The U.K.'s Office of Financial Sanctions Implementation dropped one name from its Russia sanctions regime in a July 6 notice, removing Lev Aronovich Khasis, former first deputy chairman of the executive board of PJSC Sberbank.
The European Parliament's Civil Liberties Committee on July 6 adopted a draft law to address violating and circumventing EU sanctions. The law would impose a set of common definitions of sanctions breaches and set minimum penalties across the bloc, the parliament said. Violations would include not freezing funds or not respecting travel bans along with doing business with state-owned entities of nations subject to sanctions.
The U.N. Security Council and the U.K. recently amended 16 North Korea-related entries on their sanctions lists. The entries include bankers, nuclear researchers and procurers, and military officials.

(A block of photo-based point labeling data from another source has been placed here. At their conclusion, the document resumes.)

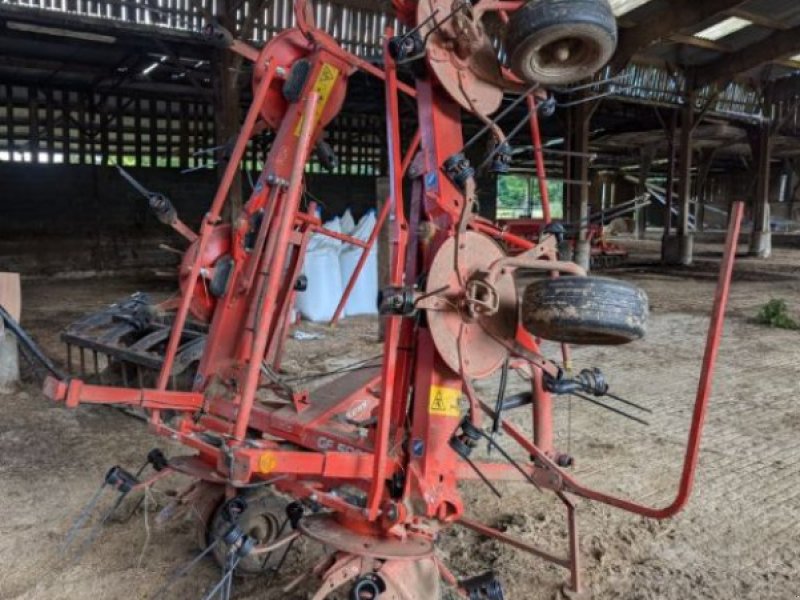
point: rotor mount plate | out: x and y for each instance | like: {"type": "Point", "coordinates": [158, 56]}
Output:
{"type": "Point", "coordinates": [330, 532]}
{"type": "Point", "coordinates": [480, 353]}
{"type": "Point", "coordinates": [471, 81]}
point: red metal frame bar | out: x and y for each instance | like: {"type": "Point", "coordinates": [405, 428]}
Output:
{"type": "Point", "coordinates": [392, 338]}
{"type": "Point", "coordinates": [541, 175]}
{"type": "Point", "coordinates": [570, 484]}
{"type": "Point", "coordinates": [362, 260]}
{"type": "Point", "coordinates": [290, 204]}
{"type": "Point", "coordinates": [209, 222]}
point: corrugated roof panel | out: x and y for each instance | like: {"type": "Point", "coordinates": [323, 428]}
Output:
{"type": "Point", "coordinates": [786, 12]}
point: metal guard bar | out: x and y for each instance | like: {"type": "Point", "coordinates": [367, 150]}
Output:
{"type": "Point", "coordinates": [701, 402]}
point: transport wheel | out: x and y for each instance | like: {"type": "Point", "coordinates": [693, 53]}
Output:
{"type": "Point", "coordinates": [585, 310]}
{"type": "Point", "coordinates": [261, 520]}
{"type": "Point", "coordinates": [557, 42]}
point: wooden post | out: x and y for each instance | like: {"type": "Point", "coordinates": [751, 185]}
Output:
{"type": "Point", "coordinates": [648, 154]}
{"type": "Point", "coordinates": [679, 249]}
{"type": "Point", "coordinates": [761, 237]}
{"type": "Point", "coordinates": [579, 215]}
{"type": "Point", "coordinates": [11, 300]}
{"type": "Point", "coordinates": [227, 103]}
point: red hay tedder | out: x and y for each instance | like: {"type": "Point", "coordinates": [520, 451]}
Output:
{"type": "Point", "coordinates": [372, 462]}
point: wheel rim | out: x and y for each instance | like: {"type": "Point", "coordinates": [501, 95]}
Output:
{"type": "Point", "coordinates": [563, 54]}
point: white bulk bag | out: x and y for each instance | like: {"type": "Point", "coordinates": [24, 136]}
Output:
{"type": "Point", "coordinates": [321, 267]}
{"type": "Point", "coordinates": [347, 223]}
{"type": "Point", "coordinates": [364, 297]}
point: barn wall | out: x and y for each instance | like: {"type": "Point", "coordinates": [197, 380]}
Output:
{"type": "Point", "coordinates": [59, 219]}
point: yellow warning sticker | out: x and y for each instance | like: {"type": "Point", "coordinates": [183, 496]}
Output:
{"type": "Point", "coordinates": [444, 402]}
{"type": "Point", "coordinates": [267, 463]}
{"type": "Point", "coordinates": [323, 86]}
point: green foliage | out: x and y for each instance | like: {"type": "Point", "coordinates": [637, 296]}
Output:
{"type": "Point", "coordinates": [518, 196]}
{"type": "Point", "coordinates": [775, 313]}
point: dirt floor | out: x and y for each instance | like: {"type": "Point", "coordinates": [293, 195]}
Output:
{"type": "Point", "coordinates": [738, 538]}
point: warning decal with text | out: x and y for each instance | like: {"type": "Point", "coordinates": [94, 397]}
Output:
{"type": "Point", "coordinates": [444, 402]}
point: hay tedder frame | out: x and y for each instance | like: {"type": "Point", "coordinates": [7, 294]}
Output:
{"type": "Point", "coordinates": [373, 460]}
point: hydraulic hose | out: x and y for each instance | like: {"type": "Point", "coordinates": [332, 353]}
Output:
{"type": "Point", "coordinates": [30, 347]}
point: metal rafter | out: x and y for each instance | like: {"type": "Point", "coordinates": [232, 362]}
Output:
{"type": "Point", "coordinates": [777, 46]}
{"type": "Point", "coordinates": [676, 16]}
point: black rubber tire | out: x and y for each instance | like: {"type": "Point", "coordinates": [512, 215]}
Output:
{"type": "Point", "coordinates": [585, 30]}
{"type": "Point", "coordinates": [262, 519]}
{"type": "Point", "coordinates": [585, 310]}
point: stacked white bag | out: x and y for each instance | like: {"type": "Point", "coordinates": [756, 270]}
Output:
{"type": "Point", "coordinates": [329, 264]}
{"type": "Point", "coordinates": [321, 267]}
{"type": "Point", "coordinates": [364, 297]}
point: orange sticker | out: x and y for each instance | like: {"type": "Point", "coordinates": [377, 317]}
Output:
{"type": "Point", "coordinates": [267, 463]}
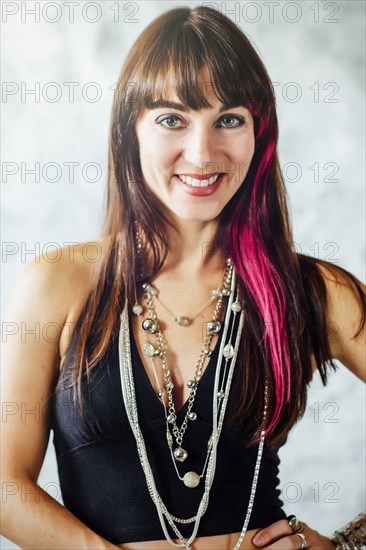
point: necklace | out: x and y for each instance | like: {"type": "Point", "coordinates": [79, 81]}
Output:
{"type": "Point", "coordinates": [219, 408]}
{"type": "Point", "coordinates": [191, 479]}
{"type": "Point", "coordinates": [183, 320]}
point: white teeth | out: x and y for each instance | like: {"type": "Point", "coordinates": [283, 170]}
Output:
{"type": "Point", "coordinates": [199, 183]}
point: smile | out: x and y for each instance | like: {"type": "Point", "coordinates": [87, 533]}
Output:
{"type": "Point", "coordinates": [199, 183]}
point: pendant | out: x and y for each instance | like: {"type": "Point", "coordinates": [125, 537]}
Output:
{"type": "Point", "coordinates": [180, 454]}
{"type": "Point", "coordinates": [149, 325]}
{"type": "Point", "coordinates": [236, 306]}
{"type": "Point", "coordinates": [137, 309]}
{"type": "Point", "coordinates": [182, 321]}
{"type": "Point", "coordinates": [213, 327]}
{"type": "Point", "coordinates": [191, 479]}
{"type": "Point", "coordinates": [149, 349]}
{"type": "Point", "coordinates": [228, 351]}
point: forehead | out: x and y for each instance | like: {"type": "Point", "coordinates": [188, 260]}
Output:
{"type": "Point", "coordinates": [205, 83]}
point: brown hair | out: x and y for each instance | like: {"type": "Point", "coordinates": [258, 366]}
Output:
{"type": "Point", "coordinates": [171, 51]}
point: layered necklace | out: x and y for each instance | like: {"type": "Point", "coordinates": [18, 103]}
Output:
{"type": "Point", "coordinates": [228, 352]}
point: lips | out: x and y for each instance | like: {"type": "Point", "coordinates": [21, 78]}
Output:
{"type": "Point", "coordinates": [199, 176]}
{"type": "Point", "coordinates": [199, 191]}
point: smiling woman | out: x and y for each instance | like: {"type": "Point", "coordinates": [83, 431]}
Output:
{"type": "Point", "coordinates": [196, 335]}
{"type": "Point", "coordinates": [185, 154]}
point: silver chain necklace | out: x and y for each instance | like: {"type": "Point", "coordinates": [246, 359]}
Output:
{"type": "Point", "coordinates": [219, 408]}
{"type": "Point", "coordinates": [151, 325]}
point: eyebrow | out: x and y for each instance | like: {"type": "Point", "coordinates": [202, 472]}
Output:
{"type": "Point", "coordinates": [160, 103]}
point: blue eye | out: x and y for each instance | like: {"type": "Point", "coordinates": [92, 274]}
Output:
{"type": "Point", "coordinates": [240, 120]}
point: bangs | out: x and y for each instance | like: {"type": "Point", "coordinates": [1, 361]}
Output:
{"type": "Point", "coordinates": [173, 68]}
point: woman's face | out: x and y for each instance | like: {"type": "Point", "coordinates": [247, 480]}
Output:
{"type": "Point", "coordinates": [175, 145]}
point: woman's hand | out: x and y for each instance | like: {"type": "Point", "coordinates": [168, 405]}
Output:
{"type": "Point", "coordinates": [278, 536]}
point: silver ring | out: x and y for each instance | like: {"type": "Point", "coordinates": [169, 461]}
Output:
{"type": "Point", "coordinates": [294, 524]}
{"type": "Point", "coordinates": [304, 542]}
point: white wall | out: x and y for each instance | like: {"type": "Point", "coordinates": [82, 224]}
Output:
{"type": "Point", "coordinates": [310, 49]}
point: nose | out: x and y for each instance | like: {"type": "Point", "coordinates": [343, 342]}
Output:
{"type": "Point", "coordinates": [200, 148]}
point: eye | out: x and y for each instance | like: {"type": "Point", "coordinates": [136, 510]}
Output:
{"type": "Point", "coordinates": [170, 117]}
{"type": "Point", "coordinates": [233, 117]}
{"type": "Point", "coordinates": [173, 120]}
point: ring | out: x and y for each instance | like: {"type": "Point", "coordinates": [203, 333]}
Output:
{"type": "Point", "coordinates": [295, 525]}
{"type": "Point", "coordinates": [304, 542]}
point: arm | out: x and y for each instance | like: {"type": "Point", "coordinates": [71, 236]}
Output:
{"type": "Point", "coordinates": [29, 516]}
{"type": "Point", "coordinates": [344, 315]}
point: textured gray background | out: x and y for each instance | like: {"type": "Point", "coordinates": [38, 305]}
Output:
{"type": "Point", "coordinates": [306, 46]}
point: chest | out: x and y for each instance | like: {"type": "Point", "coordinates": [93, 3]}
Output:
{"type": "Point", "coordinates": [185, 355]}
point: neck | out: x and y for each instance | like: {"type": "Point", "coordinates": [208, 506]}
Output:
{"type": "Point", "coordinates": [192, 251]}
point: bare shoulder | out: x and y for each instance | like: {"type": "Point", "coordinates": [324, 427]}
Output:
{"type": "Point", "coordinates": [52, 290]}
{"type": "Point", "coordinates": [346, 308]}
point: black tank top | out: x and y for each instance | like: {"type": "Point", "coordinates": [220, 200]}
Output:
{"type": "Point", "coordinates": [101, 478]}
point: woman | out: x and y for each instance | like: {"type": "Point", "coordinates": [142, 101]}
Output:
{"type": "Point", "coordinates": [185, 352]}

House lawmakers submitted a host of proposed export control- and sanctions-related amendments as part of the FY 2024 National Defense Authorization Act, including measures that could ease defense technology sharing restrictions, harmonize the Entity List with certain U.S. sanctions and investment restrictions and place new export control requirements on items destined to China and Iran. Other amendments could lead to new sanctions on Chinese technology companies and government officials, add the USDA to the Committee on Foreign Investment in the U.S., establish a new sanctions coordination office in the State Department and more.
A former board member of a Russian state-owned bank asked a federal court to order the U.S. to remove her from a U.S. sanctions list, saying there is “no factual basis” that supports her listing. In a complaint recently filed with the U.S. District Court for the District of Columbia, Elena Titova, a dual Russian and U.K. citizen, said she resigned from her position eight days after Russia’s invasion of Ukraine last year but was still added to the Treasury Department’s Specially Designated Nationals List even though she hasn’t been designated by any “other nation in the world.”
The EU should impose an embargo on Russian liquefied natural gas imports to achieve its pursuit of banning all Russian fossil-fuel shipments into the bloc by 2027, Brussels-based think tank Bruegel said this week. The think tank said the EU "can manage" without the LNG imports, adding that the impact would not be comparable to the tremors felt from the wind down of Russian pipeline gas imports.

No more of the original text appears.